Famed investor Michael Burry issued a stark warning to investors on Tuesday, stating the current stock market, fueled by a speculative AI rally, "is feeling like the last months" of the dot-com bubble. His comments came as the S&P 500 and Nasdaq Composite hovered at record highs, creating a sharp divide between bearish warnings and bullish momentum.
"Stocks are not up or down because of jobs or consumer sentiment," Burry wrote in a social media post. "They are going straight up because they have been going straight up. On a two letter thesis that everyone thinks they understand."
The warning is backed by a rare technical divergence flagged by other strategists. Peter Boockvar of Bleakley Financial Group noted that the S&P 500 hitting a record high while 5% of its components fell to 52-week lows is a phenomenon that has occurred only three other times in history: July 1929, January 1973, and December 1999. Still, bulls argue that today's valuations are more grounded. Evercore ISI's Julian Emanuel points out that while it "Feels Like 1999," the "AI Class of 2026" trades at a median price-to-earnings multiple of 39x, a fraction of the 152x seen in the dot-com era.
The debate exposes the core tension facing investors: whether the powerful AI narrative is a solid foundation for future growth or simply a catalyst for a speculative bubble. A sell-off in growth and tech stocks could accelerate if more investors adopt Burry's cautious stance, while a continued rally could force bears to capitulate. The market's direction may depend on whether the earnings of mega-cap tech companies can justify the ongoing enthusiasm.
Burry, who rose to fame by betting against the subprime housing market and was profiled in "The Big Short," has become a frequent market bear, even admitting he has "become the boy who cried wolf." His latest warning centers on the Nasdaq 100, which has been the primary beneficiary of the investor frenzy around Artificial Intelligence.

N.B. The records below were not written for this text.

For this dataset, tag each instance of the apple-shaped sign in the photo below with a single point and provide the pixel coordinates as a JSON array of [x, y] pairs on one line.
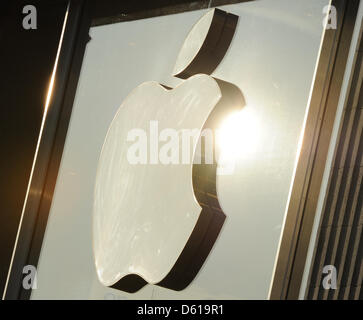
[[156, 212]]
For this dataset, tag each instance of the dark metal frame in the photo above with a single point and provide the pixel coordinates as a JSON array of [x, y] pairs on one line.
[[311, 164], [82, 15]]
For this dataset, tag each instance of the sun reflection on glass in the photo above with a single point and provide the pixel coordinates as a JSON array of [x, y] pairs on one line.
[[238, 134]]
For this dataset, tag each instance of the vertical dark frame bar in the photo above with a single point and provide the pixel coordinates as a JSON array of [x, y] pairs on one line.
[[42, 184], [310, 169], [301, 211], [82, 14]]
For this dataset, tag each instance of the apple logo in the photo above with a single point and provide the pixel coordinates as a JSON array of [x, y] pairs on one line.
[[156, 214]]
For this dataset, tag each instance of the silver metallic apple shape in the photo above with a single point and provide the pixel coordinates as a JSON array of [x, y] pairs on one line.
[[156, 222]]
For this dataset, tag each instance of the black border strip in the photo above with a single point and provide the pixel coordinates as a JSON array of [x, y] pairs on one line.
[[82, 14], [300, 216]]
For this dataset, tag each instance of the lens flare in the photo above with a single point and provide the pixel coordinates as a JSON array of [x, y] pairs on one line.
[[238, 134]]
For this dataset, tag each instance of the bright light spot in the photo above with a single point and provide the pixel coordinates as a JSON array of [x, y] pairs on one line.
[[238, 134]]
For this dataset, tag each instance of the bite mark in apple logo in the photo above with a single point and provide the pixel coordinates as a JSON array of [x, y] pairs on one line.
[[157, 223]]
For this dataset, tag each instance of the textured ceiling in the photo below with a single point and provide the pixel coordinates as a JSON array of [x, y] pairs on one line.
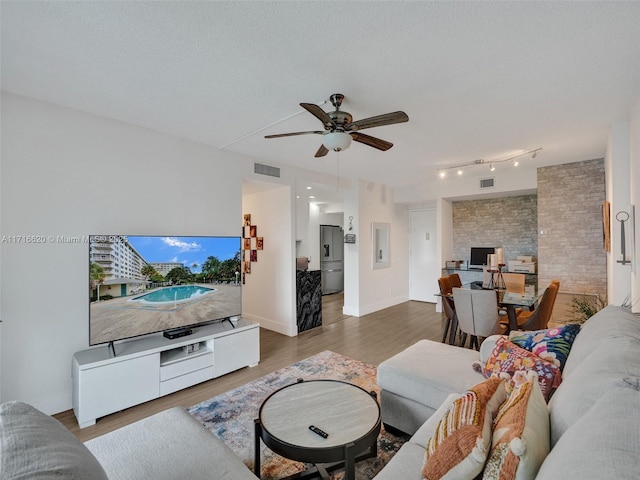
[[477, 79]]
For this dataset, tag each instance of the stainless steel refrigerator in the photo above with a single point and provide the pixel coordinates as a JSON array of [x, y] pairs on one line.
[[331, 258]]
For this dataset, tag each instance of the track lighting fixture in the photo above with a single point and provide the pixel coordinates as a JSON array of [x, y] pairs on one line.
[[492, 164]]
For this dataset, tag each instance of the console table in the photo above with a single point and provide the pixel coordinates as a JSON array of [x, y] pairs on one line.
[[153, 366], [470, 275]]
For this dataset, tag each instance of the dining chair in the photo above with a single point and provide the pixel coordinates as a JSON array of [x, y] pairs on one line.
[[539, 318], [477, 313], [454, 278], [514, 282], [448, 306]]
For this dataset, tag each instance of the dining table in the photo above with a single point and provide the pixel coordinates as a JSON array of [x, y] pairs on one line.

While Burry remains bearish, some analysts argue for a more nuanced approach. They see a bifurcation in the market, with some semiconductor stocks appearing "overheated" while large-cap tech companies with tangible AI monetization stories remain reasonably valued. 24/7 Wall St. contributor Joey Frenette pointed to Alphabet (GOOG), with a P/E multiple below 30, and Microsoft (MSFT), with a trailing P/E of 24.6, as "relative value plays" that contrast with the froth seen elsewhere.
This view is supported by a record earnings season that has seen strategists like Ed Yardeni raise their S&P 500 targets, citing an "earnings-led melt-up." The market's historic run has been accompanied by a rise in the 10-year Treasury yield and a stable U.S. dollar, suggesting the rally has fundamental support for now. However, the divergence between the headline indices and the health of their underlying members remains a key concern for bears, who see the same cracks that appeared before prior market tops.
This article is for informational purposes only and does not constitute investment advice.